Fire blight cankers serve as an overwintering location for the fire blight bacterium, Erwinia amylovora, and it is also suspected that these cankers also serve as an overwintering location for Colletotrichum spp. the fungal pathogen causing Glomerella leaf spot and bitter rot on apple. As spring temperatures warm, the fire blight bacteria ooze from the cankers and serve as primary inoculum (the primary source for infection) for blossom blight (and early shoot blight). Consider the following when pruning out fire blight cankers:

  1. Cankers not in main scaffold/trunk: These cankers result from blossom and slowed/ aborted shoot infections. Prune out at least 12″ from the canker margin and try to cut into 2-yr-old (or older wood). The reasoning for pruning beyond the canker margin is due to the fact that the fire blight pathogen travels faster and thus further than the observed symptoms.

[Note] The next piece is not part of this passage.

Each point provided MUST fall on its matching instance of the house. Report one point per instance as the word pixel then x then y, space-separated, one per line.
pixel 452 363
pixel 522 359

  2. If the canker exists in the main trunk it may not be worth cutting out. If the trunk canker occurs in a more traditional orchard (i.e. not high density) you may decide to leave the tree in the ground and determine if you are still producing enough apples on that tree to be profitable. However, I’ll provide a simple warning that those cankers will likely increase your risk of fire blight throughout the orchard and it would be smart to apply a late silver/green tip copper application for protection (more on that in the next post).
  3. If the main scaffold in a high density planting has evidence of fire blight damage, you may want to consider pulling the tree to prevent the rapid spread of fire blight throughout the orchard.
  4. Do NOT leave pruned wood sitting in the orchard. Your best course of action is to remove the infected wood and toss it in the burn pile.